It has been four months since Prime Minister Yoshiro Mori launched his coalition government. Mori's first Cabinet, inaugurated April 5, remained in office for less than three months before the general election was held June 25. He established his second Cabinet July 3.

So far, the Mori administration has few tangible achievements to its credit. The much ballyhooed Okinawa G8 summit, on which the administration staked its political future, turned into a political show with an all-star cast but with little substance. Gaffe-prone Mori made a few bad slips of the tongue during the election campaign. Immediately after the election, former Construction Minister Eiichi Nakao of Mori's Liberal Democratic Party was arrested in connection with a payoff scandal. Then Kimitaka Kuze, chairman of the Financial Reconstruction Commission and a Mori appointee, was forced to resign for receiving illegal benefits and payments from companies.
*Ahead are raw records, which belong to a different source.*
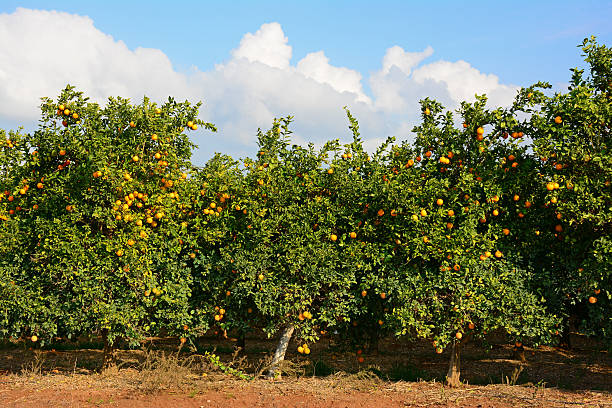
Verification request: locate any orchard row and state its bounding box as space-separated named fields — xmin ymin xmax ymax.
xmin=0 ymin=39 xmax=612 ymax=384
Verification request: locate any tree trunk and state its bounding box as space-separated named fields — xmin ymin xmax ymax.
xmin=266 ymin=325 xmax=295 ymax=380
xmin=236 ymin=331 xmax=246 ymax=354
xmin=102 ymin=329 xmax=117 ymax=370
xmin=509 ymin=345 xmax=527 ymax=385
xmin=446 ymin=341 xmax=463 ymax=387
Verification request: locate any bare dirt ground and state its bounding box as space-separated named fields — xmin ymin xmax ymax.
xmin=0 ymin=337 xmax=612 ymax=408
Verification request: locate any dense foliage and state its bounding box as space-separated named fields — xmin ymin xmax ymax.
xmin=0 ymin=39 xmax=612 ymax=381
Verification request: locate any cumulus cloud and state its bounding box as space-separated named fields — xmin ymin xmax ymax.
xmin=0 ymin=8 xmax=187 ymax=120
xmin=0 ymin=8 xmax=516 ymax=163
xmin=232 ymin=23 xmax=292 ymax=69
xmin=297 ymin=51 xmax=372 ymax=104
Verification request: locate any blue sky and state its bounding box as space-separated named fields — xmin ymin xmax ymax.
xmin=0 ymin=0 xmax=612 ymax=162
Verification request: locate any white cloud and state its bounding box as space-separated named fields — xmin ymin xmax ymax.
xmin=0 ymin=8 xmax=516 ymax=163
xmin=232 ymin=23 xmax=291 ymax=69
xmin=382 ymin=45 xmax=433 ymax=75
xmin=0 ymin=8 xmax=187 ymax=120
xmin=413 ymin=61 xmax=518 ymax=105
xmin=297 ymin=51 xmax=372 ymax=104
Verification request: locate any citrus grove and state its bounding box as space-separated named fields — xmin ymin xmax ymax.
xmin=0 ymin=38 xmax=612 ymax=386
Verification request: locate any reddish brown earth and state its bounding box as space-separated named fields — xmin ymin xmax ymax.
xmin=0 ymin=376 xmax=612 ymax=408
xmin=0 ymin=337 xmax=612 ymax=408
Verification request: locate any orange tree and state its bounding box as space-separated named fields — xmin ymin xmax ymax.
xmin=516 ymin=38 xmax=612 ymax=345
xmin=390 ymin=97 xmax=555 ymax=385
xmin=0 ymin=86 xmax=213 ymax=363
xmin=0 ymin=130 xmax=33 ymax=337
xmin=189 ymin=118 xmax=378 ymax=376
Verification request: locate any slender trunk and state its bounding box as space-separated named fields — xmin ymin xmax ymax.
xmin=509 ymin=345 xmax=527 ymax=385
xmin=102 ymin=329 xmax=117 ymax=370
xmin=446 ymin=341 xmax=463 ymax=387
xmin=236 ymin=331 xmax=246 ymax=353
xmin=514 ymin=345 xmax=527 ymax=363
xmin=266 ymin=325 xmax=295 ymax=379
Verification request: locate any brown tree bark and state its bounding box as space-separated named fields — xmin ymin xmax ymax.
xmin=446 ymin=341 xmax=462 ymax=387
xmin=102 ymin=329 xmax=117 ymax=370
xmin=266 ymin=325 xmax=295 ymax=380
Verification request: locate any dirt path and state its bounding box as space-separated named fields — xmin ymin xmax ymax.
xmin=0 ymin=375 xmax=612 ymax=408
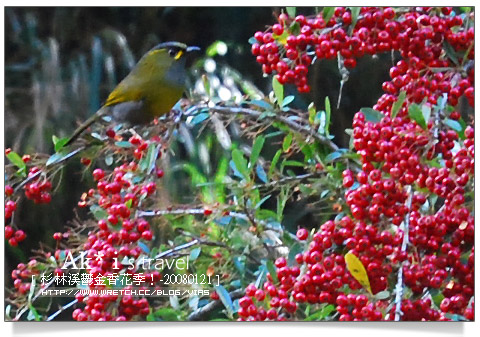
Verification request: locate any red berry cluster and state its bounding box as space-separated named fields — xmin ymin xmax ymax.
xmin=12 ymin=260 xmax=40 ymax=296
xmin=67 ymin=135 xmax=168 ymax=321
xmin=5 ymin=226 xmax=27 ymax=247
xmin=252 ymin=7 xmax=474 ymax=106
xmin=244 ymin=7 xmax=474 ymax=320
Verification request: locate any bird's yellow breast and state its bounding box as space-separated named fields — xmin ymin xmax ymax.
xmin=105 ymin=47 xmax=185 ymax=121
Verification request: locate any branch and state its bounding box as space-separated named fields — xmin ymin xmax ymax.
xmin=395 ymin=186 xmax=413 ymax=322
xmin=187 ymin=289 xmax=243 ymax=321
xmin=137 ymin=208 xmax=278 ymax=231
xmin=47 ymin=299 xmax=78 ymax=322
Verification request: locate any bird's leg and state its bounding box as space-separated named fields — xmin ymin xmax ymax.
xmin=165 ymin=109 xmax=183 ymax=149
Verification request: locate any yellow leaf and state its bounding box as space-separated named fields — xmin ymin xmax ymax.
xmin=345 ymin=252 xmax=372 ymax=295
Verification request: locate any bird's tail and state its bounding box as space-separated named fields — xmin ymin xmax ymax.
xmin=64 ymin=108 xmax=105 ymax=146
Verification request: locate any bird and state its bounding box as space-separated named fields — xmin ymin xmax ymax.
xmin=64 ymin=41 xmax=200 ymax=146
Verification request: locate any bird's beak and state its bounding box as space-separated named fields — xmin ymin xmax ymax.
xmin=185 ymin=46 xmax=200 ymax=53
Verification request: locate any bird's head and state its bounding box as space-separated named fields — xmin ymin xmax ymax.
xmin=148 ymin=41 xmax=200 ymax=61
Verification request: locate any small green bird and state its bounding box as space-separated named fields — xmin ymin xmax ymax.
xmin=65 ymin=42 xmax=200 ymax=146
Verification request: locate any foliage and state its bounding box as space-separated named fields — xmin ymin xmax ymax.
xmin=5 ymin=7 xmax=474 ymax=321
Mori's leadership qualities are in serious doubt. Recent opinion polls showed the Mori Cabinet's approval ratings were in the 20-30 percent range and the disapproval ratings were in the 60-70 percent range. The ratings have little changed since the inauguration of the coalition government. This is highly abnormal. The polls also reflected overwhelming public disapproval of the coalition between the LDP and New Komeito, which is backed by Soka Gakkai, a lay Buddhist organization. The Mori administration, which is unlikely to receive much public support in the months ahead, could unravel anytime.